LA SIRENA DE TIERRA ADENTRO

LA SIRENA DE TIERRA ADENTRO

Por Froilán Meza

Llevaba colgando alrededor del cuello, la bella mujer de cobrizo cabello ensortijado y suelto, una ristra de collares de conchas marinas en rico surtido de colores y formas, de nácares tornasolados, perlas de todos tamaños, de algas disecadas verdes y rojas. Y al centro del pecho, una estrella de mar increíblemente viva que se movía como si estuviera todavía en el lecho marino, roja de un rojo coral intenso. Fue para nosotros una prodigiosa aparición en medio del barranco. Se desplazaba ella envuelta en un resplandor fosforescente, en el fondo de aquel abismo, como si nadara.

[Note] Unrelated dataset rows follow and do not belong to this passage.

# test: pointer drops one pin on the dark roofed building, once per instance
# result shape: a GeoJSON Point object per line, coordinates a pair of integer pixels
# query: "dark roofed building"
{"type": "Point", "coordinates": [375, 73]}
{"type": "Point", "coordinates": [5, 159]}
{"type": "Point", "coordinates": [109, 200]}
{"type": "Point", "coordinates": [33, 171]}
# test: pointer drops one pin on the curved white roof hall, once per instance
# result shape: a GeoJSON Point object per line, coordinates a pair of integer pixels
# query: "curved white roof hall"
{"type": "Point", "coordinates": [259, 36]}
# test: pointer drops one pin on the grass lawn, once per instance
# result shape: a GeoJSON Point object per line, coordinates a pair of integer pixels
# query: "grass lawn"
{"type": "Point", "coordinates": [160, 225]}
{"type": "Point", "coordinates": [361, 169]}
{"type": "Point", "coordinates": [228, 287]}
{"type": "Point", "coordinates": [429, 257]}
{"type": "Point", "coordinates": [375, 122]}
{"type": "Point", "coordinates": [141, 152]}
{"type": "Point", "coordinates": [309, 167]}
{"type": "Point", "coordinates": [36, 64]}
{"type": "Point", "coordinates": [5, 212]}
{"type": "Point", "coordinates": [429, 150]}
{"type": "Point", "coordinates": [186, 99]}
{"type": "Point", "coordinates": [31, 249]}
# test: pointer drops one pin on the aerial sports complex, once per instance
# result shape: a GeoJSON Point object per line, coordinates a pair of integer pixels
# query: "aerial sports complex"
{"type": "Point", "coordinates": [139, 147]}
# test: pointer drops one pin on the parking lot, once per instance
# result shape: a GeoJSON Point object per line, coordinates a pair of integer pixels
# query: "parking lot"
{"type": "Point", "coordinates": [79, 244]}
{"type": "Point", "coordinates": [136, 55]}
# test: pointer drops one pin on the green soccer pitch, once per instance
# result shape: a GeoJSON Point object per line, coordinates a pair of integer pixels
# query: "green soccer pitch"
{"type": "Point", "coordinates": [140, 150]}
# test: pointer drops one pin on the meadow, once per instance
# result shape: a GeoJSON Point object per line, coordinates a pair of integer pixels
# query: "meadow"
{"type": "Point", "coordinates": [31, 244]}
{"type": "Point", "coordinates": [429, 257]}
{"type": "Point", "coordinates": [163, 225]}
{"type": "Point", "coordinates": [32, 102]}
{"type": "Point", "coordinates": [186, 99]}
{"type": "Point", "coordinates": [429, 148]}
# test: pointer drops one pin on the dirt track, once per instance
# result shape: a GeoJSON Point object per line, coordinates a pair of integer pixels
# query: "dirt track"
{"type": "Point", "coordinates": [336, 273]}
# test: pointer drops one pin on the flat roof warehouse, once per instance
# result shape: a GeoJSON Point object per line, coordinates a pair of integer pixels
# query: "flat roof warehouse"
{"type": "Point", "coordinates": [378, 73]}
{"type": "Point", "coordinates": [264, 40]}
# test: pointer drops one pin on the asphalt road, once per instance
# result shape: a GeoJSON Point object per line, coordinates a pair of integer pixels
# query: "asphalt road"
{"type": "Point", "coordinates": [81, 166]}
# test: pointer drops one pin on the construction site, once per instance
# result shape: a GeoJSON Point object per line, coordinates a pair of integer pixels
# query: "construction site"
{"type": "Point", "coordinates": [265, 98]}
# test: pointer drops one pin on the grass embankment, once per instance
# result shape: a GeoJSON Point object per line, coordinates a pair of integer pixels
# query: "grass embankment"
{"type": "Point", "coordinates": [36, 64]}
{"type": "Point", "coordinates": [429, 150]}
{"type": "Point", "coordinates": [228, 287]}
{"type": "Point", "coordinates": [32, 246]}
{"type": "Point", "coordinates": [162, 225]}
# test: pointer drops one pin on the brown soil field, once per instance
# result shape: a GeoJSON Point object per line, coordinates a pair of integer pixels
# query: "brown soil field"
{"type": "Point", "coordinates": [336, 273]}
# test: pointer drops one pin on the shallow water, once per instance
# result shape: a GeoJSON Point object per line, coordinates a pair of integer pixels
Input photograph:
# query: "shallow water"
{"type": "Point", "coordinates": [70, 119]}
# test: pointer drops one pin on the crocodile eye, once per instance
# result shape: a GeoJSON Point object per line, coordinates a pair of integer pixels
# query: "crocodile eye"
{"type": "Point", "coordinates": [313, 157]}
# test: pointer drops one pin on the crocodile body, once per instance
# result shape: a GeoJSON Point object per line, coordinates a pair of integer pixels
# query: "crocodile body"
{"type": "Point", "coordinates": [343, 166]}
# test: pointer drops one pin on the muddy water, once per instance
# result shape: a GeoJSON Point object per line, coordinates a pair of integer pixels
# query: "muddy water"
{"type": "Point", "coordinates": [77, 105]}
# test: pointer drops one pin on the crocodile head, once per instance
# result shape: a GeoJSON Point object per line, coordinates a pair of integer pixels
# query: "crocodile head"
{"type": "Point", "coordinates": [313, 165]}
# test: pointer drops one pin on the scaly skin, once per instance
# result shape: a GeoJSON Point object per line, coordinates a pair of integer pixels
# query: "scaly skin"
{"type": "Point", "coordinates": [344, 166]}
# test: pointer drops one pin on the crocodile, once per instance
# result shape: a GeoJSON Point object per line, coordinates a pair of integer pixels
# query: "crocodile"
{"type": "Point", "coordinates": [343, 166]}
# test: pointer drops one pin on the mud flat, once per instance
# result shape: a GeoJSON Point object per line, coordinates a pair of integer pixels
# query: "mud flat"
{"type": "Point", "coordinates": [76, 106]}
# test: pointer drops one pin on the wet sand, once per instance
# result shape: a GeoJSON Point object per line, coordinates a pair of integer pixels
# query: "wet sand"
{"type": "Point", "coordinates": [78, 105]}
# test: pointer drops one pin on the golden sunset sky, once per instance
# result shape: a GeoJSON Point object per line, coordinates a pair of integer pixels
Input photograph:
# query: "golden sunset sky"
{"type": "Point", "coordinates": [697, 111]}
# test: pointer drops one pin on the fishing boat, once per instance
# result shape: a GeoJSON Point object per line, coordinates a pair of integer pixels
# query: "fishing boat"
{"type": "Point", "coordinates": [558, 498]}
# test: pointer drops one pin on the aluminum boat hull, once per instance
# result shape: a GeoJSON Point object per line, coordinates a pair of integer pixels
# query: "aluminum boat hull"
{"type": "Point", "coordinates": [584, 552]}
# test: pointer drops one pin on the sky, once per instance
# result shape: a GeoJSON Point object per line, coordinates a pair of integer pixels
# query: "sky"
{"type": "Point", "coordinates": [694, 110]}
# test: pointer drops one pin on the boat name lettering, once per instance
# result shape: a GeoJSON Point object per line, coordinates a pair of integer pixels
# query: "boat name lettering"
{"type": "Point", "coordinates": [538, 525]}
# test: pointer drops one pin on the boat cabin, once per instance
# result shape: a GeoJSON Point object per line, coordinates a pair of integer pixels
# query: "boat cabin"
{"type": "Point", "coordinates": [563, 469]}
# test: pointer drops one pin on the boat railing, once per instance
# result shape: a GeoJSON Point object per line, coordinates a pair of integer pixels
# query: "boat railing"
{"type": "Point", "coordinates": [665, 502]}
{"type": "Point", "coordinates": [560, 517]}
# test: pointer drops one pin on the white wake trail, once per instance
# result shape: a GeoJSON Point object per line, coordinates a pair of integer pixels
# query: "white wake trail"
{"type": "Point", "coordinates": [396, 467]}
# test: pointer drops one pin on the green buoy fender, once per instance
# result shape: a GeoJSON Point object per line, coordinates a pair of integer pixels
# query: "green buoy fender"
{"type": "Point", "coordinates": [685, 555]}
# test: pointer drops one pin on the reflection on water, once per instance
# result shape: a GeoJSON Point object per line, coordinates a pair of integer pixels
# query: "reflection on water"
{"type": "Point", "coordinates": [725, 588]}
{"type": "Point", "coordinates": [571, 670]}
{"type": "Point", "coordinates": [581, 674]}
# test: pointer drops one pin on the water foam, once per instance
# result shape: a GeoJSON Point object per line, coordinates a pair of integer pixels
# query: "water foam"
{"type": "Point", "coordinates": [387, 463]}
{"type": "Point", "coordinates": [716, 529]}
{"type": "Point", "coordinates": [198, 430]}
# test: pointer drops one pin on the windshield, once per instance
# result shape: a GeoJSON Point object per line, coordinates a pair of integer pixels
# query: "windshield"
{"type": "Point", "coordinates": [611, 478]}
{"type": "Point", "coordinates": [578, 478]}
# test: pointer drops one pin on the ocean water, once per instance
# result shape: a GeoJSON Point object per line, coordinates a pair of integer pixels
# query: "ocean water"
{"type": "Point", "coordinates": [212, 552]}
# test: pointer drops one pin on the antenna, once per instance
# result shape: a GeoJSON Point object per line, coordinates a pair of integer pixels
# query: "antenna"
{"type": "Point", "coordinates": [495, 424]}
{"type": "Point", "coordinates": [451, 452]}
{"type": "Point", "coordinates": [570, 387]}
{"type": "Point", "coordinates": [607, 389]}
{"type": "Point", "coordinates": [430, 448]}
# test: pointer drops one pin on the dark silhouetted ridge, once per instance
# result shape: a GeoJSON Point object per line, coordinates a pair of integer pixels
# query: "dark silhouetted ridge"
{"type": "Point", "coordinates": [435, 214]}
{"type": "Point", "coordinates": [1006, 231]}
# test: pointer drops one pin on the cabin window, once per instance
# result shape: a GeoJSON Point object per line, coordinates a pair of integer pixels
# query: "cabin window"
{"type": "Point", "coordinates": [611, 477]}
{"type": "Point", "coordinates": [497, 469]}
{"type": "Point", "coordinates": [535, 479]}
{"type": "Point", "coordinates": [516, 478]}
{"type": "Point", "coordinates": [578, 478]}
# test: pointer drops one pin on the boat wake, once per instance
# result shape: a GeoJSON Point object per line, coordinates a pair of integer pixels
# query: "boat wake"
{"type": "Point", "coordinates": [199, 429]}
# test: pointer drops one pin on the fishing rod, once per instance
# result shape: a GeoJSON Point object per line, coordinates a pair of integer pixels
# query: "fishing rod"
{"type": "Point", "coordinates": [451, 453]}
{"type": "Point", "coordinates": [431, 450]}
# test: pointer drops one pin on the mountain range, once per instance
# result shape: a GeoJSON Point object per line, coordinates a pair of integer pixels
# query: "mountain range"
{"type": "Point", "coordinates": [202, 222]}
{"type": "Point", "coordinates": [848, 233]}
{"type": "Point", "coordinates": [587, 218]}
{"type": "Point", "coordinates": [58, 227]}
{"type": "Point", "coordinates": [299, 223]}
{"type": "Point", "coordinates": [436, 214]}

Avanzando como si el aire fuera espeso y estuviera ella a cada paso quitándose múltiples obstáculos con las manos y con lentas pero enérgicas brazadas.
Nada dijimos, antes bien nos callamos, y en silencio disfrutamos durante media hora del dulce terror que nos produjo la presencia maravillosa de un fantasma célebre y famoso.
La sirena de tierra adentro.
En la Sierra Madre monumental, un pobladito cuelga de un barranco, como llevado ahí por la mano de un gigante y sin que al gigante le hubiera importado cómo harían las gentes para bajar. O cómo subirían, porque la ascensión era igualmente dificultosa. Ésta es la parte de la sierra de Chihuahua que envía sus aguas al mar de Occidente.
Pero ciertamente existen, perdidas entre el bosque espeso de encinos y pinos, algunas veredas como hechas para cabras que acceden a la cumbre y al pueblito, que tenía antaño el nombre de San Juan del Cielo. Y al final del caserío, sobre la cúspide llana, están las ruinas de la cabaña de troncos y piedra de Norberto Willis, un viejo leñador canadiense que llegó acá hacía ya más de treinta años, contratado como capataz por una empresa maderera que terminó cerrando en una crisis de mercado.
Este señor se casó con una muchacha sinaloense muy bonita, a la que sustrajo él de la costa después de un viaje que hizo para pescar y comer, en jornadas y cantidades pantagruélicas, mejillones de negra armadura, o choros que les llaman por allá, mariscos de concha a los que el hombre era sumamente afecto.
La tal casita ya se cayó, dicen que de pura soledad, con el viento y el sol, con la humedad que carcomió la madera de pino, pero aseguran que fue en su tiempo una preciosidad salida de las manos del habilidoso leñador, y dedicada a la perla que vino del Pacífico.
Supimos después, a los varios días de vagar como brutos sin agua ni alimento por la montaña, y una vez que los moradores del pobladito nos hubieron acogido y que nos dieron de comer y de beber como a náufragos rescatados de la mar océana, que la tal mujer que vimos no era sino el espectro vagante de una criatura misteriosa.
“Es el demonio del mar”, dijo uno de los ancianos, con la mirada fija en lo lejos debido al glaucoma que invadía sus ojos.
“Es la amante del demonio de los fondos marinos”, aseguró la mujer de la casa donde nos recogimos.
“Es el diablo mismo, en la forma de mujer hermosa y tentadora”, terció un joven médico que había llegado aquí, enviado por el gobierno a aplicar algún indefinido programa de servicio social.
Cuentan que Norberto Willis bebía una cerveza debajo de una palapa en la playa, unas horas antes de que partiera el camión que lo traería de regreso. Que, a contraluz, divisó entonces la figura de una muchacha de formas sinuosas y de carne turgente, y que al acercarse ella, quedó prendado… que ahí mismo, a dos segundos de habérsela encontrado de frente, le propuso a la sirena que se viniera a la sierra con él. Que ella accedió sin haber puesto condición ninguna.
Y dicen que el leñador murió a los pocos meses, consumido su físico, que quedó en los puros huesos… “Se lo chupó la bruja, o demonio, o lo que ella sea”, dijeron entonces. El hombretón fornido de dos metros de estatura se redujo y se redujo hasta que falleció, y quienes lo conocieron no podían reconocer el cadáver.
En cuanto terminó el funeral del leñador canadiense, la mujer desapareció del pueblo, y en adelante sólo se le veía por las noches, envuelta en una luz violeta y nadando más que caminando, por las barrancas de la sierra.